The whole group has its own home now too, a roof over all of it. Hexaxia.

The mission we wrote over the door is simple. To stand with every business ready to become what it was meant to be.

The vision underneath it is just as plain. To make Hexaxia the word a business says when it means "the one that got it right."

Most people never get a single company off the ground. We are almost at five. I sat on all of this for a long time and kept it under my hat, waiting until enough of it was actually standing that saying it out loud would not feel like bragging about a daydream. Enough of it is standing now. So I am done keeping quiet.

What Retirement Means To Me

So when I say I want to be retired, here is what I actually mean.

For most people, retirement means the day you stop. The last meeting. The handoff. The rest you spend forty years saving up for. I get it. I burned out hard enough once to know exactly what the fantasy of stopping feels like, and how loud it gets when you are running on empty. I wrote about that whole mess a while back. It nearly took me out.

That is not what the word means to me anymore.

For me, retirement is building Hexaxia into something worth at least a billion dollars. Not so I can cash out and disappear onto a beach somewhere. The number is not the point. A thing worth that much is a thing that actually got built. It stands up without me. It outlasts me. People build their own lives on top of it. That is the part I am after.

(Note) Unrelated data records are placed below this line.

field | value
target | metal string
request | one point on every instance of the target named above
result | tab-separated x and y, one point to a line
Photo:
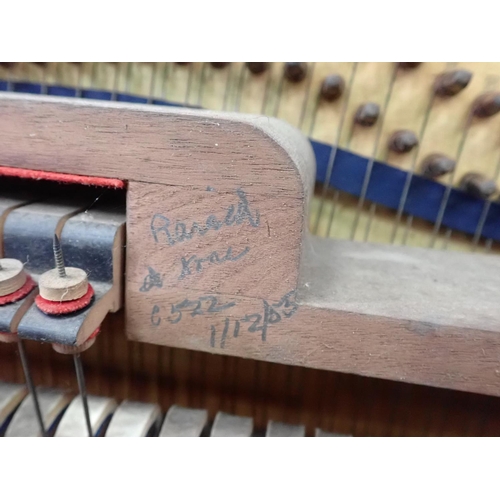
83	392
449	186
227	87
31	386
484	213
306	97
153	83
202	83
409	175
239	89
369	168
333	153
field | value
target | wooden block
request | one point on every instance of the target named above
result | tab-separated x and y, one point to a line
217	246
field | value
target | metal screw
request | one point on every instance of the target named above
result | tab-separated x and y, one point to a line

The billion is just a proxy. What I really want is the proof. I want to stand in front of something real, something that works, something nobody gave me permission to make, and know I built it. That is the rest I am chasing. Not the absence of work. The presence of something finished enough to hold its own weight.

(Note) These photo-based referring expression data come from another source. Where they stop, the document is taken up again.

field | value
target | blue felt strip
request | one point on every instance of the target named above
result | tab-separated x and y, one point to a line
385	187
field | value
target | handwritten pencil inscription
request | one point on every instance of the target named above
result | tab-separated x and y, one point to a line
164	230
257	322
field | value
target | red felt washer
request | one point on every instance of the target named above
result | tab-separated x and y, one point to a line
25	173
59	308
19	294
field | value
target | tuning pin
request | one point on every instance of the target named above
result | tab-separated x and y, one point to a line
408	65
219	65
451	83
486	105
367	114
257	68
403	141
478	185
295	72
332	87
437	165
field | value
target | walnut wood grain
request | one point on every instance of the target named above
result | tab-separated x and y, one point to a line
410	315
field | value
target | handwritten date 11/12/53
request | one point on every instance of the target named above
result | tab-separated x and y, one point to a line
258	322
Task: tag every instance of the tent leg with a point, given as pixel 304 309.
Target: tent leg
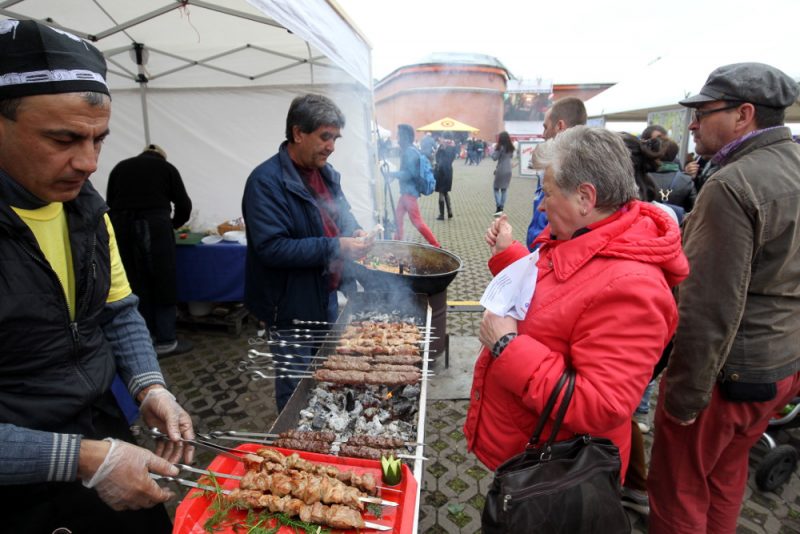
pixel 145 118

Anyone who has known me a while knows the shape of this. I tore my whole life down once and rebuilt it. The path back turned out to be the path forward.

Over a year ago I got laid off. At the time it felt like the floor dropping out from under me, the kind of thing that is supposed to wreck you.

It did the opposite. Looking back, it was more like being a coke bottle somebody had been shaking up for years. All that pressure with nowhere to go, building under a cap I did not even know was screwed on that tight. Then one day the cap came flying off.

I could think for myself again. My decisions were my own, no longer bridled by somebody else's plans, somebody else's risk tolerance, somebody else's idea of what counted as realistic. That is really when this started.

So I go be Aaron and build the thing. And I do not stop.

When you measure where a person is going by exits and growth curves and how fast they can hand the thing off to somebody else, my answer does not compute. Where do you want to go with this? I want to build it until it does not need me to build it anymore. That is not the answer that mindset is looking for, and that is fine. We were never going to land on the same number.

Not Alone

And I am not swinging at this alone, which is the part that took me too long to learn. I have a business partner, Jay, who keeps me on track and, just as important, keeps me throttled when I want to run straight through a wall. My wife props me up on the days I do not think I have another one in me. My family cheers us on. And our core group of people is starting to come together, so we are not out here slugging it by ourselves anymore. That matters more than the billion ever will.

The universe has a funny way of clearing the people out of my path who do not need to be there, and dropping the right ones on my head when I am not even looking. That is most of how this group found each other.

I am not tired of this. I am not counting down to the day I get to quit. I am building the only retirement I have ever actually wanted, the kind where the thing you made is strong enough that it does not need you holding it up every single day.

So that is the real answer to the question he never asked. I am already retired, in the only way I care about. I just have not finished building it yet.